By Johan Sennero and Sven Nordenstam
STOCKHOLM (Reuters) - Swedish police on Thursday identified the suspect in a manhunt launched after the country raised its terror threat assessment to the highest level ever.
Security has been stepped up around possible targets such as main railway stations and the parliament.
Security services said on Wednesday they had concrete information about a possible attack on Sweden, days after the Islamist militant attacks in Paris that killed 129 people.
Pictures of the suspect, identified as Mutar Muthanna Majid, have been distributed to police around the country. Media published a grainy picture of a smiling, bearded young man dressed in dark clothing.
"That is the picture we are working with," police spokeswoman Malin Nafver said, referring any further questions about the man to security services.
Citing unidentified police sources, public service television SVT reported the suspect was of Iraqi origin and about 25-years-old. Tabloid Expressen reported Majid was a member of Islamic State.
Police raised their presence at public and strategic locations around the country as the alert went out, including sites such as government buildings, foreign embassies and some media outlets.
Five police vehicles were parked outside Stockholm's central station but the visible police presence was minimal inside the building.
Stockholm public transit authority spokesperson Christian Hoffmann said fewer people than normal were using trains and subways in the capital.
"There aren't many people on the subway - I don't recognize my Stockholm," tweeted Camilla Kvartoft, a news anchor at public television station SVT.
Gefle Dagblad, a newspaper in eastern Sweden which published a series of investigative articles about militant Islamism and received a bomb threat in September, was among newspapers to which police had deployed patrols, its publisher told Reuters.
Lena Posner Korosi, president of the council of Jewish communities in Sweden, said evening activities such as sports training for youths were canceled in Stockholm, Gothenburg and Malmo after discussions with police and security police.
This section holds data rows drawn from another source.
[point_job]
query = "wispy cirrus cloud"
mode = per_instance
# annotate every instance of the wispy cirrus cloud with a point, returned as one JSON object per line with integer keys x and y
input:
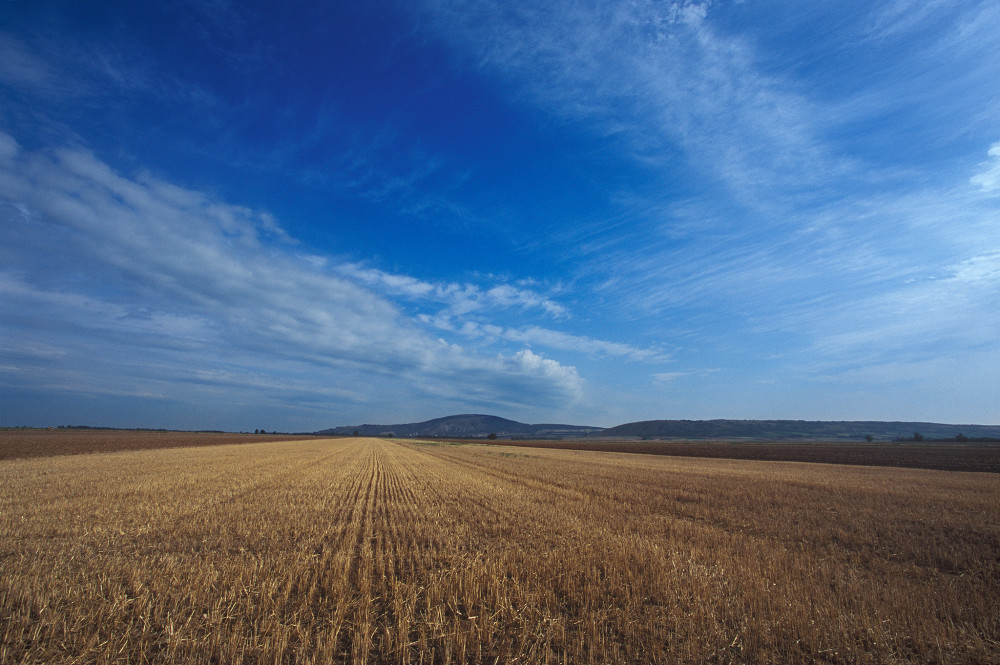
{"x": 181, "y": 279}
{"x": 988, "y": 180}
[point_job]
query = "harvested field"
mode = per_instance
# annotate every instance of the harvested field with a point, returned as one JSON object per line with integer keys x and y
{"x": 941, "y": 456}
{"x": 17, "y": 443}
{"x": 372, "y": 551}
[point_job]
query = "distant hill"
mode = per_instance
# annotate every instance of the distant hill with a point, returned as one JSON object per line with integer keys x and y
{"x": 471, "y": 426}
{"x": 465, "y": 426}
{"x": 790, "y": 430}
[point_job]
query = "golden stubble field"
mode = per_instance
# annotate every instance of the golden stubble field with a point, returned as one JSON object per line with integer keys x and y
{"x": 373, "y": 551}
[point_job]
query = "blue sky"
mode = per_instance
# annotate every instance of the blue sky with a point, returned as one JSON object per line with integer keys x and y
{"x": 298, "y": 215}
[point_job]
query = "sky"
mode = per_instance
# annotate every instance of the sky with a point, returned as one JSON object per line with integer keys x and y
{"x": 298, "y": 215}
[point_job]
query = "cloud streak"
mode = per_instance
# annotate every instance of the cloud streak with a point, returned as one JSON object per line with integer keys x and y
{"x": 155, "y": 268}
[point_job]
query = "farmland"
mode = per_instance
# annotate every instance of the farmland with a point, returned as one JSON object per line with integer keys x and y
{"x": 370, "y": 551}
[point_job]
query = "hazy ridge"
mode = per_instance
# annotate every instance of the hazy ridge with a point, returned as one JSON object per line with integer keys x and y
{"x": 478, "y": 425}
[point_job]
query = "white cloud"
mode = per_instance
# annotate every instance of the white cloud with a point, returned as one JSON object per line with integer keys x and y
{"x": 988, "y": 180}
{"x": 460, "y": 299}
{"x": 139, "y": 266}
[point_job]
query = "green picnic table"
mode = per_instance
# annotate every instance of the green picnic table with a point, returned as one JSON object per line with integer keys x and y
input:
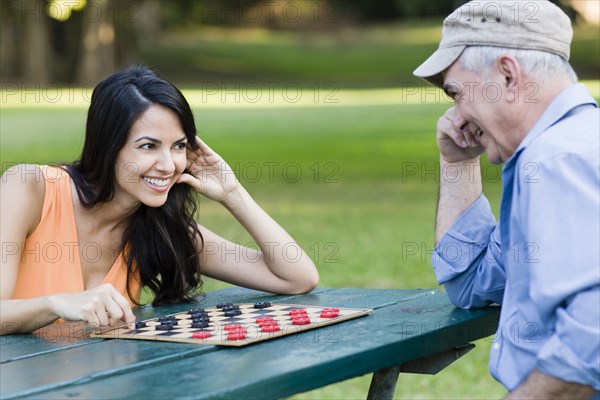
{"x": 417, "y": 331}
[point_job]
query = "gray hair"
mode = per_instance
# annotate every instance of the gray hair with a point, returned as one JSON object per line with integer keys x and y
{"x": 536, "y": 64}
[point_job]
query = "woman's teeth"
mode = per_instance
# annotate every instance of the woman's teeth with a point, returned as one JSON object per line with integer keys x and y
{"x": 157, "y": 182}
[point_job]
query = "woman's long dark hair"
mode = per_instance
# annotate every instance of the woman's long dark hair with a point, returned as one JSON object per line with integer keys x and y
{"x": 158, "y": 243}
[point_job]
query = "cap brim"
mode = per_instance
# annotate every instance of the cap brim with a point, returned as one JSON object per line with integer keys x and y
{"x": 431, "y": 70}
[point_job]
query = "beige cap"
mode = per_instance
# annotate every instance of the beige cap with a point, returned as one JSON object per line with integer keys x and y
{"x": 528, "y": 25}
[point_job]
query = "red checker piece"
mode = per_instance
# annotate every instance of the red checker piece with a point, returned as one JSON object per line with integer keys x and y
{"x": 264, "y": 323}
{"x": 297, "y": 312}
{"x": 329, "y": 314}
{"x": 233, "y": 327}
{"x": 236, "y": 335}
{"x": 269, "y": 328}
{"x": 201, "y": 335}
{"x": 301, "y": 321}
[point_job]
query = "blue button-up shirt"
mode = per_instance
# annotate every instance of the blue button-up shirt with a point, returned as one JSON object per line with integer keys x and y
{"x": 541, "y": 262}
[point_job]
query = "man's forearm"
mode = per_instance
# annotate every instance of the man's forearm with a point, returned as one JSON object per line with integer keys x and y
{"x": 460, "y": 186}
{"x": 541, "y": 386}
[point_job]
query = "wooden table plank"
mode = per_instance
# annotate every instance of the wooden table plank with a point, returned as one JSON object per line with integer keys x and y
{"x": 426, "y": 322}
{"x": 70, "y": 361}
{"x": 64, "y": 336}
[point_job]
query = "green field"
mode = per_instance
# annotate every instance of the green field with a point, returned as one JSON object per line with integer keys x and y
{"x": 351, "y": 174}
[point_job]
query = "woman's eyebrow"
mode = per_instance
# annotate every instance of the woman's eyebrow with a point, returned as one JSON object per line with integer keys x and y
{"x": 153, "y": 140}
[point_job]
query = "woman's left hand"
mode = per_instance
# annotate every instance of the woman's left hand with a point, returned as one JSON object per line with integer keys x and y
{"x": 208, "y": 173}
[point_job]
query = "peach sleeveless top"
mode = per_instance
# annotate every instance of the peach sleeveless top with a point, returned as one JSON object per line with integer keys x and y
{"x": 50, "y": 260}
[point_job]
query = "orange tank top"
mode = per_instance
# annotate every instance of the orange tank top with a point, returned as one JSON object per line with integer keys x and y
{"x": 50, "y": 259}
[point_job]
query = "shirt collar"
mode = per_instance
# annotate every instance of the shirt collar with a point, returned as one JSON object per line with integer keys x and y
{"x": 572, "y": 97}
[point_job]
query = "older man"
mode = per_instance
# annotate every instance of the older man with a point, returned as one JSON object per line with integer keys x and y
{"x": 505, "y": 65}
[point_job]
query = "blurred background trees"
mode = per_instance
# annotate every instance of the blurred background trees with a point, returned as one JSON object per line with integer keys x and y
{"x": 80, "y": 41}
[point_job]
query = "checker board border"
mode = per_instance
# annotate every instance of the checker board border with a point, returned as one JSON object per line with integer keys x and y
{"x": 255, "y": 335}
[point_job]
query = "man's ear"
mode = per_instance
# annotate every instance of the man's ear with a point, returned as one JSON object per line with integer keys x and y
{"x": 511, "y": 71}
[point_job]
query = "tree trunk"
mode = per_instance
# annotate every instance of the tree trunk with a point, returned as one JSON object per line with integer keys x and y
{"x": 98, "y": 58}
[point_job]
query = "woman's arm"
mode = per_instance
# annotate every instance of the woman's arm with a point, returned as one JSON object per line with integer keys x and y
{"x": 22, "y": 190}
{"x": 280, "y": 266}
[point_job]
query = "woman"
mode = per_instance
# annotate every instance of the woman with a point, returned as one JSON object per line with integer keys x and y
{"x": 79, "y": 242}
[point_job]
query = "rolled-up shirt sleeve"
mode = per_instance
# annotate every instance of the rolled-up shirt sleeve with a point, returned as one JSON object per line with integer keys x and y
{"x": 468, "y": 258}
{"x": 565, "y": 277}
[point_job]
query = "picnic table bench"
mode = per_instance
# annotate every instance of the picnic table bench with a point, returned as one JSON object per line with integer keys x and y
{"x": 416, "y": 331}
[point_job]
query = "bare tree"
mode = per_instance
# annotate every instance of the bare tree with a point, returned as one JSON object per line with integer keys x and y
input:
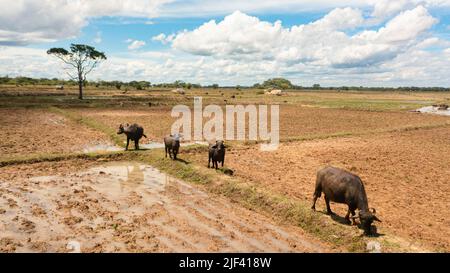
{"x": 82, "y": 58}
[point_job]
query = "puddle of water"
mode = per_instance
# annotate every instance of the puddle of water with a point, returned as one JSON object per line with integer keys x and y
{"x": 119, "y": 179}
{"x": 39, "y": 179}
{"x": 433, "y": 110}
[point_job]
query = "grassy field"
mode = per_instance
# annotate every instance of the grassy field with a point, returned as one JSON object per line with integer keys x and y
{"x": 401, "y": 156}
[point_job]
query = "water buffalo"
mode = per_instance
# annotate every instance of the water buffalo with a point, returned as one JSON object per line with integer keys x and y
{"x": 133, "y": 132}
{"x": 216, "y": 153}
{"x": 344, "y": 187}
{"x": 172, "y": 145}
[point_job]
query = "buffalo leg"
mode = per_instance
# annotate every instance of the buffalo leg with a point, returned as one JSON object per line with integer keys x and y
{"x": 353, "y": 214}
{"x": 313, "y": 207}
{"x": 347, "y": 216}
{"x": 327, "y": 202}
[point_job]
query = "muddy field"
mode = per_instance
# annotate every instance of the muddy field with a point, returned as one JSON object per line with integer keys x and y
{"x": 296, "y": 121}
{"x": 406, "y": 176}
{"x": 34, "y": 131}
{"x": 128, "y": 207}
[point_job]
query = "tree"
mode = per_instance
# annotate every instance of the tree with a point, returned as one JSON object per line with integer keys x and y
{"x": 83, "y": 58}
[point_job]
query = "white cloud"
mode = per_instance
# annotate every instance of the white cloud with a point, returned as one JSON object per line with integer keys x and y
{"x": 323, "y": 42}
{"x": 29, "y": 21}
{"x": 135, "y": 44}
{"x": 163, "y": 38}
{"x": 98, "y": 37}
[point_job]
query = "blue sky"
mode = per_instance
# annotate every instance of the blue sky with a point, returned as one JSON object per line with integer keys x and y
{"x": 333, "y": 43}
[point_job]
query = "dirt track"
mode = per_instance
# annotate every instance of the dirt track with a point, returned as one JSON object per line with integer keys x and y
{"x": 128, "y": 207}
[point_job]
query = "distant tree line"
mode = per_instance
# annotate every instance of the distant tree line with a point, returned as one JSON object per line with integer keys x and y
{"x": 275, "y": 83}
On Wednesday, security police raised their assessment of the threat to Sweden by one step, to four on a scale of five - indicating a high risk of an attack.
They issued an arrest warrant for one person suspected of preparing to carry out terror crimes in Sweden.
Over the last few years, Sweden has participated in NATO missions in Afghanistan and is training Kurdish forces in Iraq, moves that have changed its traditional image of neutrality.
The last militant attack in Sweden took place in 2010 when a suicide bomber died when his bomb belt went off prematurely in central Stockholm as he was getting ready to attack a train station or department store during the Christmas shopping rush.